Nike's advantage is tough to shake
At the simplest level, Nike has the advantage of size. Nike's revenue for 2019 rose to $39.1 billion, with the Jordan brand accounting for $3.1 billion. By comparison, Under Armour's total revenue in 2019 was $5.3 billion.
Nike also leads in terms of popularity. The brand was recently named the favorite apparel brand among teens in Piper Sandler's biannual survey. On the other hand, Under Armour's image has tanked in recent years among millennial and Gen Z consumers, in part due to the brand's largely discounted presence at off-price chains.
NPD Group's senior industry adviser for sports Matt Powell also points out that sales in performance basketball have been declining over the last five years. In 2020 alone, sales in the category are down about 20%. While Retro Jordan sneakers are technically basketball shoes, teens and young adults have come to adopt them as lifestyle shoes.
Powell said that performance basketball shoes comprise just 3% of total US sneaker sales currently. This is the category that the Curry brand is zoning in on with plans to launch a signature basketball sneaker on December 11.
According to Ryan Drew, the general manager of the Curry Brand at Under Armour, the new line "will go beyond basketball" embracing a range of sports, such as golf and running, that correlate with Curry's diverse athletic journey.
However, Mimicking the Jordan brand's success in performance basketball will be no simple task. Curry left Nike for Under Armour back in 2013 and has been an important asset in reaching younger consumers. The point guard has been called the greatest shooter in NBA history.
Imitating the Jordan brand isn't Under Armour's ultimate goal, said Drew.
"Curry Brand is truly unique and 100% authentic to Stephen because it is driven by purpose — it's about doing good in everything that we do," he said. "And that's something that both Stephen and Under Armour believe people can get behind, now more than ever before. "
But while Curry's appeal with younger generations has been proven time and again, the 32-year-old's brand lacks longevity. As Powell put it, a large portion of Jordan's success is owed to the brand's reliance on its "retro" appeal that plays on nostalgia and a desire for old school collectibles.
It would be "tough for UA to replicate that success," Powell said.

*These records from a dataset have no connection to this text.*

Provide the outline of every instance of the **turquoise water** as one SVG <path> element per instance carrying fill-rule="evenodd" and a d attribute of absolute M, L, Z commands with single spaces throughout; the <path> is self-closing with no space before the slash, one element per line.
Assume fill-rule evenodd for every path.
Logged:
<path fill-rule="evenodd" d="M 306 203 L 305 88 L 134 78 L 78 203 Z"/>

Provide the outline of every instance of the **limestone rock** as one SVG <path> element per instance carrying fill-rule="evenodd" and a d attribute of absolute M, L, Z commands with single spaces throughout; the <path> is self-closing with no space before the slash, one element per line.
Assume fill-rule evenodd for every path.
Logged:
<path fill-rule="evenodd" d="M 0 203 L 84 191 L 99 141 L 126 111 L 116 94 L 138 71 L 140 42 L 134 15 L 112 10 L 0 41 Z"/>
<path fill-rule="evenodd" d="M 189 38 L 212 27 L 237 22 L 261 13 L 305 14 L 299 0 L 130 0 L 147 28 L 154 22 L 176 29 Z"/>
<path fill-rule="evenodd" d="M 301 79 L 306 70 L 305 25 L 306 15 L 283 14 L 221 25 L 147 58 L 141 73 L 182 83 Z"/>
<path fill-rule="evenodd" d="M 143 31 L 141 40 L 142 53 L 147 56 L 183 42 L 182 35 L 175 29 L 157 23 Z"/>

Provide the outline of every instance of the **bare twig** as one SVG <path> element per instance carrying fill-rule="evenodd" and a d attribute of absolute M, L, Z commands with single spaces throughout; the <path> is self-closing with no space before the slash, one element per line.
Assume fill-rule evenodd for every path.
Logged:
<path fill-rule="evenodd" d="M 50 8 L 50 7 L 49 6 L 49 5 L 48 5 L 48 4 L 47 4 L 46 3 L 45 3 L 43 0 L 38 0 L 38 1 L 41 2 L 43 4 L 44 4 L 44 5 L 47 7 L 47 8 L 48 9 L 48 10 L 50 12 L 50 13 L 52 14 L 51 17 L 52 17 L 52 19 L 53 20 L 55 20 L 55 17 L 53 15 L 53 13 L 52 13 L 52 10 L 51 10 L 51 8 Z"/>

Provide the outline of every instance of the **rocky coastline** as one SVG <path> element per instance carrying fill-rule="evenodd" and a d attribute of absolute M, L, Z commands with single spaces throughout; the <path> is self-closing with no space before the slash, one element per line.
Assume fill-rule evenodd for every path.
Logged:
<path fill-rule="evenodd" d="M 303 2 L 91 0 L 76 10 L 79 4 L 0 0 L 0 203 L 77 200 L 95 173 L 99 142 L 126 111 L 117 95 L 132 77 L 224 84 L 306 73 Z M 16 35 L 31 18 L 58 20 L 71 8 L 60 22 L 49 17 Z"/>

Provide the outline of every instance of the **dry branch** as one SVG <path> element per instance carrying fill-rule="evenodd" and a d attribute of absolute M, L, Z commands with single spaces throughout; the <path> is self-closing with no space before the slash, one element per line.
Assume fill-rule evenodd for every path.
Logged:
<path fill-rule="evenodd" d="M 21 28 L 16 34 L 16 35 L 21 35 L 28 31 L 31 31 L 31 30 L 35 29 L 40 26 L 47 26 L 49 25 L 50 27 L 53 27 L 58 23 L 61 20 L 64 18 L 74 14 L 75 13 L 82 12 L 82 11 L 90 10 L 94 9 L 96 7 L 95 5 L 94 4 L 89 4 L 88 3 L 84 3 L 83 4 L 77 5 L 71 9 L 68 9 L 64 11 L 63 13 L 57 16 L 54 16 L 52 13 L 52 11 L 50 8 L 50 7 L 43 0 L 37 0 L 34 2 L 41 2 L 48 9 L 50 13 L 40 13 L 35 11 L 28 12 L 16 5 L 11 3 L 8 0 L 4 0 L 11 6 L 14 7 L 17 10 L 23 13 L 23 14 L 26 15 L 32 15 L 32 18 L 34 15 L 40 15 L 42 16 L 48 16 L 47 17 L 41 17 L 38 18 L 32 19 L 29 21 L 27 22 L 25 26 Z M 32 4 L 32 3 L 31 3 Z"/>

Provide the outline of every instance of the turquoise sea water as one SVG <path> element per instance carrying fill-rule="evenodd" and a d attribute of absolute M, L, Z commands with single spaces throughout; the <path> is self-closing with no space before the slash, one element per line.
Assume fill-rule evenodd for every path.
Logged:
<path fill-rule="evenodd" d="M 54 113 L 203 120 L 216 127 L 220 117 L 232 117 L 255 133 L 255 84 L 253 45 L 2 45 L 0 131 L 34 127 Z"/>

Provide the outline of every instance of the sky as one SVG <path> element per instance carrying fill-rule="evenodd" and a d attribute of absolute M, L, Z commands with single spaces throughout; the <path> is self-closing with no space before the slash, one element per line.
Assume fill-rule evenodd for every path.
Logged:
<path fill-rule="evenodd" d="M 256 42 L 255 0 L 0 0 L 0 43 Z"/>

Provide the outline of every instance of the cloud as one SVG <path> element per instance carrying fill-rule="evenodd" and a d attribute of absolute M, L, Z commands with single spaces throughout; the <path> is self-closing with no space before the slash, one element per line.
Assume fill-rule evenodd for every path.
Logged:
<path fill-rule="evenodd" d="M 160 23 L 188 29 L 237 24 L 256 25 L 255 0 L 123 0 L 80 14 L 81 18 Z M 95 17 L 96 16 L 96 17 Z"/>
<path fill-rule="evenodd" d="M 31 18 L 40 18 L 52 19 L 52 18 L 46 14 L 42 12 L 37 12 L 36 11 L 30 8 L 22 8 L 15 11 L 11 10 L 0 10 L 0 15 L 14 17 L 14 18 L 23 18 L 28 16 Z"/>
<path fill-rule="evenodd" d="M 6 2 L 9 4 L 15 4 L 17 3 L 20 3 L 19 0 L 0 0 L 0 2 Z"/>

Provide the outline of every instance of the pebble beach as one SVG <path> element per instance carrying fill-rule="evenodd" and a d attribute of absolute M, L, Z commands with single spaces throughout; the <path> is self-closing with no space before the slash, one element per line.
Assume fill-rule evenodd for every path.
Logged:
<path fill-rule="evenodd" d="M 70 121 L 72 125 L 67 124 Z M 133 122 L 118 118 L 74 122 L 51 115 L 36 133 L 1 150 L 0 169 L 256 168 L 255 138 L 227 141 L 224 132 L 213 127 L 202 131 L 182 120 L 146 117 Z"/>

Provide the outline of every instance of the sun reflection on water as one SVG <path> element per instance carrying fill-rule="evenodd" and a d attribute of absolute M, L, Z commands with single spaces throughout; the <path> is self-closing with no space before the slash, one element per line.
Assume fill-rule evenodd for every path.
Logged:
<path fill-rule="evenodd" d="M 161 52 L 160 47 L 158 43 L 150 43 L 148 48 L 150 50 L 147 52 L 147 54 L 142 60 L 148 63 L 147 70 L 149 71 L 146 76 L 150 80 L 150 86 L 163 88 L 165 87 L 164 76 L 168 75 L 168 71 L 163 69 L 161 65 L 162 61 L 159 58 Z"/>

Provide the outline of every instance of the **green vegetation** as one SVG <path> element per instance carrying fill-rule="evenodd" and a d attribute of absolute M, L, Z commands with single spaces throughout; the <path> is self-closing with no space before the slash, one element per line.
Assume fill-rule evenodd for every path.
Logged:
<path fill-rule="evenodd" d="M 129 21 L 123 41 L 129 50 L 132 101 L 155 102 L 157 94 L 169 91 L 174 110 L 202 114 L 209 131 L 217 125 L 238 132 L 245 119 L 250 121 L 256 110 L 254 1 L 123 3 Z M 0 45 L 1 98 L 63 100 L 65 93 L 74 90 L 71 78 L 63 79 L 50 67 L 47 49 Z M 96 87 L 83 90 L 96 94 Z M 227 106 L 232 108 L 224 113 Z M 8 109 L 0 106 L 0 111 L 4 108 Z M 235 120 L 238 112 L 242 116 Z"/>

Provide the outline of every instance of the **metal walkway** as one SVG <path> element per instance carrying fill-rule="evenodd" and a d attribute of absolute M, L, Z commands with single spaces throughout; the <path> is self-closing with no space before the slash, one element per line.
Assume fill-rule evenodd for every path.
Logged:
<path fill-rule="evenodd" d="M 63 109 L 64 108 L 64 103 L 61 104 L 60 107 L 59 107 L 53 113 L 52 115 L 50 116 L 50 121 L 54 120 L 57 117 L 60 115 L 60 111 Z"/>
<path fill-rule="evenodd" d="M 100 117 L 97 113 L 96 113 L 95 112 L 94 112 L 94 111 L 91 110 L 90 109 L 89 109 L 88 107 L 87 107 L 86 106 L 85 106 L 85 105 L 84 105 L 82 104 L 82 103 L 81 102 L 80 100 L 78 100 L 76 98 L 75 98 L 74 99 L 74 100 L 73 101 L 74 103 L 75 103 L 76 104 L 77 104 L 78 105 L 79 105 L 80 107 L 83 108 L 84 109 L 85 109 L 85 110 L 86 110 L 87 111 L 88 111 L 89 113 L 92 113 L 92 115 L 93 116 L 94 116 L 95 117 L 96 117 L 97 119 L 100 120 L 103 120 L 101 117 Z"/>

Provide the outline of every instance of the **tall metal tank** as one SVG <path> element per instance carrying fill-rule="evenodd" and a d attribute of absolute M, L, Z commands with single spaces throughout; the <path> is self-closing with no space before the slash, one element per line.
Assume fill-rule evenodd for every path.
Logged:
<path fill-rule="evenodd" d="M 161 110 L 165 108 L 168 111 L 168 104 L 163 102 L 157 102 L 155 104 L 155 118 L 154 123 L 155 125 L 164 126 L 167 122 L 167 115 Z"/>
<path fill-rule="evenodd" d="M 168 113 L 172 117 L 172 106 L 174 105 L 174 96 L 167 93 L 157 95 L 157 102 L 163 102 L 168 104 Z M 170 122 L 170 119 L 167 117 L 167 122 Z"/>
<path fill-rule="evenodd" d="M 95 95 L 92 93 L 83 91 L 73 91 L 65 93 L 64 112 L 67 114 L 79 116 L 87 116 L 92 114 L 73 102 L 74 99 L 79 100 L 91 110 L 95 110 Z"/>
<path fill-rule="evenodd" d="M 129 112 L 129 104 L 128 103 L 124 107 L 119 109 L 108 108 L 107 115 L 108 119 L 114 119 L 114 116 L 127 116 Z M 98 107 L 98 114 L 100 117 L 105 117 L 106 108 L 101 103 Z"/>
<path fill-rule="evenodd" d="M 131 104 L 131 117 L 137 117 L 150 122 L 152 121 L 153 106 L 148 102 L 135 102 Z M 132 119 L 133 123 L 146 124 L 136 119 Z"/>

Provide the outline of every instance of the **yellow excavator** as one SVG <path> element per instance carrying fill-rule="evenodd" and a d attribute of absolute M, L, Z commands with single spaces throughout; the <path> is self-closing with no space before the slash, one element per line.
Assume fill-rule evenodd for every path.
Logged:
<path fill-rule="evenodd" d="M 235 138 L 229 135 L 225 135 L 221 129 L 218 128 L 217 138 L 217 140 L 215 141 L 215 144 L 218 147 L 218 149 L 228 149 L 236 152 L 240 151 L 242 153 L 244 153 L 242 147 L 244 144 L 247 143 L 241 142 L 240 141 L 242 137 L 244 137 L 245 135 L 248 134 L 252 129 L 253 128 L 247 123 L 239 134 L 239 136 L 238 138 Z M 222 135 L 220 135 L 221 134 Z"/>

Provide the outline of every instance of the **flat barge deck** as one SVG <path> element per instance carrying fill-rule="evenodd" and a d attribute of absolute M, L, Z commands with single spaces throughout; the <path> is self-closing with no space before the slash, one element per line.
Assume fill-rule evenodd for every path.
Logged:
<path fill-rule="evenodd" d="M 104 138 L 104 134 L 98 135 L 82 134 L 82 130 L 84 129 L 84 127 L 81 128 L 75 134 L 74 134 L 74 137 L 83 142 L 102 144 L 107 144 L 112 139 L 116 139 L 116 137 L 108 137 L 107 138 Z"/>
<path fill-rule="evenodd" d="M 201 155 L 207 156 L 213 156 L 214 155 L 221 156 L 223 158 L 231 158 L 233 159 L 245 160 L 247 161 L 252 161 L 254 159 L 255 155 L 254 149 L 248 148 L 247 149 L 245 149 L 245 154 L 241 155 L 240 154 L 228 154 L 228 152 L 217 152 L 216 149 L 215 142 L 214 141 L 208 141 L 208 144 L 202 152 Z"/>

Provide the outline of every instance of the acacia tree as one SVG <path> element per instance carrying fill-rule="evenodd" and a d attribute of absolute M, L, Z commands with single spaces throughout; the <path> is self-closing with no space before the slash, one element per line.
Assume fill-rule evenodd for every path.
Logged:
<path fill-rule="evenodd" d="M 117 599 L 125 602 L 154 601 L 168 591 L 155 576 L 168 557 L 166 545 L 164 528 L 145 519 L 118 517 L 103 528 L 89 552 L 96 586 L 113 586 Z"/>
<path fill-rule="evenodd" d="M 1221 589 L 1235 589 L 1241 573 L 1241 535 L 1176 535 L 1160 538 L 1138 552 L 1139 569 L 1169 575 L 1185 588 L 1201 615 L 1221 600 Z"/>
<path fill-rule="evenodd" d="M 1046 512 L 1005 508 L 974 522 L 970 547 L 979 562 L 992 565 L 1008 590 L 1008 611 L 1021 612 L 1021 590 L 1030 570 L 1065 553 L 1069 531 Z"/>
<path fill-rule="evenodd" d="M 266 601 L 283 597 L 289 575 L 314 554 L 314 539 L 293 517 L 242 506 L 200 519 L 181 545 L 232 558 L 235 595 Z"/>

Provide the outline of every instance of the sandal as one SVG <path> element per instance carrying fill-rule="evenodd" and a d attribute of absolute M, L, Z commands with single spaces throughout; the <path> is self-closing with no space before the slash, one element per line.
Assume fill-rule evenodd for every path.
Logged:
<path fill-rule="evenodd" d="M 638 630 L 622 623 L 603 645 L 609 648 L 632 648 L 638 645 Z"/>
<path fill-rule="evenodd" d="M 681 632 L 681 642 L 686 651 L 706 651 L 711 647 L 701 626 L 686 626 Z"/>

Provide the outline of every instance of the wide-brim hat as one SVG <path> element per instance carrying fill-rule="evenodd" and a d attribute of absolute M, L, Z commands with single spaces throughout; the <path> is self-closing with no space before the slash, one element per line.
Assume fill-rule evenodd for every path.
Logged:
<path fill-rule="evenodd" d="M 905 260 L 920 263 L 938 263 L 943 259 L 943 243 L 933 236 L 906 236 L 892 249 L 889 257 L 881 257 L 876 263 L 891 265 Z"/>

Becoming a hit without toppling Jordan
Even if Curry doesn't overthrow Nike's Jordan brand, analysts agree that the brand still has the potential to bring in gains for the Baltimore-based company, which has fallen into a rut in the last couple of years. The company confirmed in November 2019 that it was under federal investigation over its accounting practices. After taking a hit to its business during the pandemic, Under Armour laid off 600 employees and cut short its $280 million deal with UCLA in June.
According to Siegel, the launch of the Curry brand, which will help facilitate sports programs to encourage young athletes, can help pick Under Armour back up. To the BMO analyst, the Curry brand should not be viewed as Under Armour's attempt to rival the Jordan brand. But instead, as its own attempt to incubate a new brand with a slightly different audience that can grow parallel to the Under Armour brand.
"The Jordan-Nike dynamic creates a very interesting playbook for how to create, foster, support and develop a second brand," he said. "Whether or not that plays out is a story that remains to be seen."